飯島一孝ブログ「ゆうらしあ!」

ロシアを中心に旧ソ連・東欧に関するニュースや時事ネタを分かりやすく解説します。国際ニュースは意外と面白い!

ロシア・ウクライナ戦争を速やかに停止するため世界各国が努力を!

2022年10月24日 09時08分31秒 | Weblog

ロシアが今年2月、ウクライナへ侵攻してから満8ヶ月たったが、いっこうに戦闘が終息する兆候は見えてこない。これから冬に向かって、さらに厳しい戦いが続きそうな状況だ。とりわけ、ウクライナが戦争の長期化に耐えられるかどうか心配される。

第二次世界大戦後、国家間の戦争が長期化したケースは少ない。大半は短期で終結しているが、戦争が半年以上続いたケースでは、そのうちの7割が1年以上の長期戦になっているという。
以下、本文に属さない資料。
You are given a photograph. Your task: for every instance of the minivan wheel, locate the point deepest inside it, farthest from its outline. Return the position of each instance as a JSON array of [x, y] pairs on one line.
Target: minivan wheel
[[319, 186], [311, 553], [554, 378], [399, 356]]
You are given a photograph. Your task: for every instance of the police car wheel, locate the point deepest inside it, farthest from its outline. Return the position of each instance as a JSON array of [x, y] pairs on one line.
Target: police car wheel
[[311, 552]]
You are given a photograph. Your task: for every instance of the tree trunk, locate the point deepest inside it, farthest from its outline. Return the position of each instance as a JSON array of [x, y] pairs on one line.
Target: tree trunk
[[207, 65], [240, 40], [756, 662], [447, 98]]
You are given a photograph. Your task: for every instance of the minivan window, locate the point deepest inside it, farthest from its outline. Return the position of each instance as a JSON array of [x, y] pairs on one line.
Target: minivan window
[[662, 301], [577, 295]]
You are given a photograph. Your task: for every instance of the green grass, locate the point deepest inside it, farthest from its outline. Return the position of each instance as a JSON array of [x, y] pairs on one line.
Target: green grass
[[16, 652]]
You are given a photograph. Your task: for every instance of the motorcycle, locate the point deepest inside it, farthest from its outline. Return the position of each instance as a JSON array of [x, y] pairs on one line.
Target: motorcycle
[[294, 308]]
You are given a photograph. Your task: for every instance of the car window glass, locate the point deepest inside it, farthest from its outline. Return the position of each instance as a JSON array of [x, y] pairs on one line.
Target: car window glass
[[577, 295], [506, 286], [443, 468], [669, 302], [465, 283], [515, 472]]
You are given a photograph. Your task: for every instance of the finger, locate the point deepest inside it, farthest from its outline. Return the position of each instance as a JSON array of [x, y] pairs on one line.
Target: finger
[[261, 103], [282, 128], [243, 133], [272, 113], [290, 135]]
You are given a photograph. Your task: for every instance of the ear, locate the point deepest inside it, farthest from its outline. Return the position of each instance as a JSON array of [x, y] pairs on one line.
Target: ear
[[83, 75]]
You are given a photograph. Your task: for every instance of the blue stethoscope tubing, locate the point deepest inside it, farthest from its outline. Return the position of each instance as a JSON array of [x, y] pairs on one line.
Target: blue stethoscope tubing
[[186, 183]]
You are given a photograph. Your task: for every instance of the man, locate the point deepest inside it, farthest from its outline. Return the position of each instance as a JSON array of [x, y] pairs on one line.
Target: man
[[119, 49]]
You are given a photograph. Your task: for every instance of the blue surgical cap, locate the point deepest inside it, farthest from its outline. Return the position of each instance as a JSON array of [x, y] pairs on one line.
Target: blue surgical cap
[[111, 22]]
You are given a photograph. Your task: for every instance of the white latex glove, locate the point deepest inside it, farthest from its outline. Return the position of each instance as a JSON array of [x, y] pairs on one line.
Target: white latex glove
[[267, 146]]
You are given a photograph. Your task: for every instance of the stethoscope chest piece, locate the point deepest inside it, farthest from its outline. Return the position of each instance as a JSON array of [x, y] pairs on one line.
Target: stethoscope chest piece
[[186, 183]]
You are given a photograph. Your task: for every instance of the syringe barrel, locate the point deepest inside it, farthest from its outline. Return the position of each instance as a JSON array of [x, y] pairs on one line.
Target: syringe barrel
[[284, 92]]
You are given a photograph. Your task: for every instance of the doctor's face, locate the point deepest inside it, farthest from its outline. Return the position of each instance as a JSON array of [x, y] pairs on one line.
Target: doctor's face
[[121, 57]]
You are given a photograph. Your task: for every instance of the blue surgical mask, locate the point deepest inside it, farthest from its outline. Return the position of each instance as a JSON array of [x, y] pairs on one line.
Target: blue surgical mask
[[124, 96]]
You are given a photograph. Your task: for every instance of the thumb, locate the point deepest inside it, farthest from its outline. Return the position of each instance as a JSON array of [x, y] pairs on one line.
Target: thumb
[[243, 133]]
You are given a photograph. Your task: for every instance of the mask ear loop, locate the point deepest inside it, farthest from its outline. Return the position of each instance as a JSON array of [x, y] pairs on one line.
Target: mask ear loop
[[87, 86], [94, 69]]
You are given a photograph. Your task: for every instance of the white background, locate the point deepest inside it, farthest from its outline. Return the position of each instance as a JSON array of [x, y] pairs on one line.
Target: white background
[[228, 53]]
ウクライナの場合、米国など欧米諸国の支援に頼っているので、長期化すると、今のまま支援が続くかどうかは不透明だ。

一方のロシアも、兵員の部分的動員が終了し、ミサイルなどの兵器も枯渇状態になっていて、戦闘は今後、小規模化していくとみられている。ロシアの世論もプーチン大統領を支持する熱狂派が減っていて、戦争が長期化することに否定的な雰囲気が強まっているようだ。

ロシア、ウクライナ双方とも、戦争の長期化は好ましくないとみていることは間違いない。特に戦争を売られた形のウクライナから見れば、ロシア軍が繰り出す作戦はウクライナ国民を意図的に痛めつけている印象が強く、ゼレンスキー大統領も直ちにロシアとの和平交渉のテーブルにつくことを拒否している。

では、厳しい冬を乗り切るには、どうしたらいいだろうか。まず、国連など中立的な機関が双方の意向を打診しながら、一致点を探っていくのが最良の方法ではないだろうか。さらに、米国など関係各国がこれに協力していけば、必ず打開策が見つかると思う。本格的な厳しい冬を前に、速やかに打開策を見出し、戦争終結に向かって欲しいと願わずにはいられない。(この項終わり)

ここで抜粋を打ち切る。